Darek Załuski - (ur. 1959) – polski taternik, alpinista i himalaista, ukończył Politechnikę Warszawską, jest filmowcem.

W karierze zdobył min.: Hagshu (6300 m) w Himalajach Zanskaru (pierwsze wejście), Aconcagua, McKinley, Kilimandżaro, Gaszerbrum II (1997), Czo Oju (2000), Lhotse (2001), Mount Everest (2006). Był uczestnikiem trzech zimowych polskich wyprawach: na Nanga Parbat (1997/98), Makalu (2000/2001) i K2 (2002/2003). Jego film o Annie Czerwińskiej Przypadki pani Ani zdobył wyróżnienia na festiwalach filmów górskich w Vancouver, Moskwie, Trento i Sliwen i został zakwalifikowany do "Banff World Tour". Filmy Obrazki z wyprawy i Ciao Martina zdobyły nagrody na festiwalu w Sliwen. Załuski jest także autorem filmu Everest. Przesunąć horyzont.
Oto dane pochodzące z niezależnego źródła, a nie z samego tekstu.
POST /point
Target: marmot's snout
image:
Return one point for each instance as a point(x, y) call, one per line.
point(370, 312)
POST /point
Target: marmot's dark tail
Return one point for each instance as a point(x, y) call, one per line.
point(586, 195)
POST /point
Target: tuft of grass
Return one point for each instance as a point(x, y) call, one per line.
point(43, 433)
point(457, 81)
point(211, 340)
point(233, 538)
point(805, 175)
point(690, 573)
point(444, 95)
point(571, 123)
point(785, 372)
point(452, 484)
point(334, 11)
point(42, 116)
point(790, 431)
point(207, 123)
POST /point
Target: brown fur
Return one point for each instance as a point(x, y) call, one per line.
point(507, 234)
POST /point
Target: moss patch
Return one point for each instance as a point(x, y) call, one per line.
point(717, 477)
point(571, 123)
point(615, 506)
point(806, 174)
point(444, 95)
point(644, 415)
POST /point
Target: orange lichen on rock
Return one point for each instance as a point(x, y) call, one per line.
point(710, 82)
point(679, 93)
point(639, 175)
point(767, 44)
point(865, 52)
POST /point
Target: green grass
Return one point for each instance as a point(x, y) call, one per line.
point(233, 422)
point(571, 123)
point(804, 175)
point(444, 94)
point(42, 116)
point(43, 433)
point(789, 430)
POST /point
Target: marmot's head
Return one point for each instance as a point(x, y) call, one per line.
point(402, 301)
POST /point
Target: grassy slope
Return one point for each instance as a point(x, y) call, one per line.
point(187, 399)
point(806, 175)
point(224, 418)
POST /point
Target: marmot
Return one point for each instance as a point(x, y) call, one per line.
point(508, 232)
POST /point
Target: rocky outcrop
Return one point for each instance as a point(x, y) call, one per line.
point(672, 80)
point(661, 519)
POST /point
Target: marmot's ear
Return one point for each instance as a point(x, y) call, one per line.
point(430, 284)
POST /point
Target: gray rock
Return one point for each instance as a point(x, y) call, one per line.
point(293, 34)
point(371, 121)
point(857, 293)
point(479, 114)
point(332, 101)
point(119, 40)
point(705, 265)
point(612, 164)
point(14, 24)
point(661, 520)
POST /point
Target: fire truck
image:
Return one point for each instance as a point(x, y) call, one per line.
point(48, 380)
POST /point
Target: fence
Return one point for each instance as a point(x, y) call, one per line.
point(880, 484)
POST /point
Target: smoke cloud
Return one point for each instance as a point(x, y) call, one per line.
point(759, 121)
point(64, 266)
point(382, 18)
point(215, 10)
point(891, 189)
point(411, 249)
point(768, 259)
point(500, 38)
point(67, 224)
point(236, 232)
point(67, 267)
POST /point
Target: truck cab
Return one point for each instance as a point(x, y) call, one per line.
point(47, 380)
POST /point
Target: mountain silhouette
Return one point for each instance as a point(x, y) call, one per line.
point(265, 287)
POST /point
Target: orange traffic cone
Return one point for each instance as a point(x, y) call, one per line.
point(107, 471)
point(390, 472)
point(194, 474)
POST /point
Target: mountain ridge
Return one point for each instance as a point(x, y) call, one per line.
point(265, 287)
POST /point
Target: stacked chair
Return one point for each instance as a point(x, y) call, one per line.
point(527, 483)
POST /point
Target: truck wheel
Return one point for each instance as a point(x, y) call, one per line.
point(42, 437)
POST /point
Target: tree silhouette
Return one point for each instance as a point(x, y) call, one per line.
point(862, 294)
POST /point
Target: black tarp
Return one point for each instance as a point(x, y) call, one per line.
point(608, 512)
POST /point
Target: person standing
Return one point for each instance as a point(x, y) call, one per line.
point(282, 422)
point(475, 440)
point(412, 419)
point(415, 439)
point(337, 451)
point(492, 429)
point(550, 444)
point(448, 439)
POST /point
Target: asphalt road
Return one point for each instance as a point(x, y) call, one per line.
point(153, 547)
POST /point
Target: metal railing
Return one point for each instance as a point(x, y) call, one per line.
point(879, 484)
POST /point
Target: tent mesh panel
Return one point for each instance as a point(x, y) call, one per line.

Oto co mówi o swej miłości do gór i wyrpaw:

"...W góry ciagnęło mnie od zawsze. Najpierw były Bieszczady, po których wędrowałem z przyjaciółmi ze Studenckiego Klubu Przewodników Beskidzkich i gdzie zostałem przewodnikiem górskim. Potem Tatry, pierwsze wspinaczki i pierwsze wyjazdy w góry wyższe – Karakorum i Himalaje. W 1997r. wszedłem na swój pierwszy ośmiotysięcznik i poznałem Andrzeja Zawadę, organizatora polskich wypraw narodowych. Andrzej zaprosił mnie na swoją kolejną wyprawę zimową. Tam rozpocząłem przygodę z filmem górskim. Potem wielokrotnie byłem w górach wysokich zarówno zimą jak i latem. Wszedłem na kilka szczytów ośmiotysięcznych, w tym na Everest, brałem udział w wielu wyprawach zimowych, m.in. na K2, Makalu, Shisha Pangma, zrealizowałem wiele filmów dokumentalnych o tematyce górskiej. W Nepalu spędziłem w sumie ponad 4 lata... Podczas jednej w wypraw poznałem Nimę, właściciela nepalskiej agencji turystycznej. Nima opiekował się naszą ekspedycją w Nepalu. Okazał się tak dobrym organizatorem, że od tego czasu wszystkie wyprawy realizowałem już z Jego pomocą. Zaprzyjaźniliśmy się. Z tej przyjaźni oraz fascynacji górami i Nepalem zrodziła się Agencja Podróżnicza Go Everest.
Chcemy podzielić się naszą pasją i spróbować także Ciebie zarazić fascynacją rejonem Himalajów – światem majestatycznych gór oraz niezwykłej różnorodności kultur i religii."